Obwohl Daleina keine großen Fähigkeiten zeigt, aber Ambitionen hegt, bewirbt sie sich an der Akademie. Schon die Aufnahmeprüfung kann Leben kosten, die Geister verstehen keinen Spaß und sind nicht am Fortbestehen der menschlichen Rasse interessiert. Allerdings akzeptieren sie eine menschliche Königin, was im Konzept allerdings reichlich wackelt. Stirbt die alte Königin, sind die Geister frei und zerstören wahllos, bis sie eine neue Königin gewählt haben. Für gewöhnlich die in ihrer Macht Stärkste. Das jedoch kann man von Daleina auch nach Jahren der Ausbildung, die immer mal wieder glaubhaft geschildert wird, nicht sagen. Und sie weiß es, allein sie zieht keine Konsequenzen daraus. Stetig gibt sie während des gesamten Romans ihre Selbstzweifel wider, was leider ausgehalten werden muss. Daleinas Qualitäten liegen jedoch in der theoretischen Ausbildung, dem Wissen, das sie sich gut und schnell aneignet und auch in ihrer Fähigkeit, andere dazu zu bringen, gemeinsam (und eben nicht auch noch gegeneinander) ein Problem anzugehen. Hier hätten viele Vorzüge gelegen, denn dass Daleina Königin wird, daran besteht von Anfang an kein Zweifel. Leider greift die Autorin nichts davon auf, es wird sogar zweimal ins Gegenteil verkehrt, wenn Daleina zwar mit anderen zusammen kämpft, aber stets nur zu ihrem eigenen Vorteil, wenn natürlich auch unbeabsichtigt. Am Ende erlangt sie das ersehnte Amt nur durch einen völlig an den Haaren herbeigezogenen Meuchelmord, der zudem nicht vorher überlegt wird und zahllose Menschen das Leben kostet und der Tatsache, dass außer ihr schlicht und ergreifend niemand übrig geblieben ist nach dem großen Kampf um den Posten als Königin. Auch hier nachdem alle anderen mutig ihren Wert bewiesen haben und nach Anleitung Daleinas in den Tod spaziert sind. Reichlich fragwürdig kommt das Ende also schon daher.

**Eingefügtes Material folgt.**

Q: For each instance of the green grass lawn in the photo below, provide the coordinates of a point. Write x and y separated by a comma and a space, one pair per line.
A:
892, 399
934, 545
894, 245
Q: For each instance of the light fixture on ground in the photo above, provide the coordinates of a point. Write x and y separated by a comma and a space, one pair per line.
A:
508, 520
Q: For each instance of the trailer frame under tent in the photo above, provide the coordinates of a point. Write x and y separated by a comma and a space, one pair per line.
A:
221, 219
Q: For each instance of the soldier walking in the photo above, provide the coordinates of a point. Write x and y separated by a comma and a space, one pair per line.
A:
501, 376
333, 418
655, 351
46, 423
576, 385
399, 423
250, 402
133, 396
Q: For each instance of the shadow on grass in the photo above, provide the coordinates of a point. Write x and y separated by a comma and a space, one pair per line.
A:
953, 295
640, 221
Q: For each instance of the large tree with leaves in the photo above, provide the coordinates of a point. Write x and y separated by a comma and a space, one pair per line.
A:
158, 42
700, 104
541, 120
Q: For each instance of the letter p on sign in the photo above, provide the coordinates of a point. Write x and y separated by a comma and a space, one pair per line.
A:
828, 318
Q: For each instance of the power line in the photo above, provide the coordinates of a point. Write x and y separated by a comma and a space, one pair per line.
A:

Die amtierende Königin ist zwar mächtig und wunderschön, besitzt jedoch keinen ebensolchen Charakter. Dass Ven nun einerseits an einer Charakterfesten neuen Königin interessiert ist, aber gleichzeitig auch immer wieder auf die alte hereinfällt und sich erneut mit ihr einlässt, wirkt ein wenig unglaubhaft. Er ist ein wenig unnahbar gelungen, soll aber vermutlich auch genauso wirken.
Obwohl es sich um einen Roman für Erwachsene handeln soll, ist die Geschichte bestenfalls All Age und sollte auch genauso gelesen werden. Wer mit ein paar Logiklücken, einer unsteten, aber sympathischen Heldin und einer recht fragwürdigen inneren Aussage leben kann, sollte zugreifen. Die Handlung ist spannend, schnell gelesen und in der Idee vollends überzeugend (und nicht für Zartbesaitete!). Die Umsetzung wackelt aber beim genaueren Hinsehen doch ziemlich und das liegt sicher nicht jedem Leser.


Die Königinnen von Renthia:
1. The Queen of Blood (Die Blutkönigin)
2. The Reluctant Queen
3. The Queen of Sorrow (Mai 2018)


Sarah Beth Durst hat an der Princeton University Anglistik studiert. Sie verbrachte dort vier Jahre damit, über Drachen zu schreiben und sich zu fragen, was die Campus-Gargoyle wohl sagen würden, wenn sie sprechen könnten. Sie lebt mit ihrem Mann und ihren Kindern in Stony Brook, New York.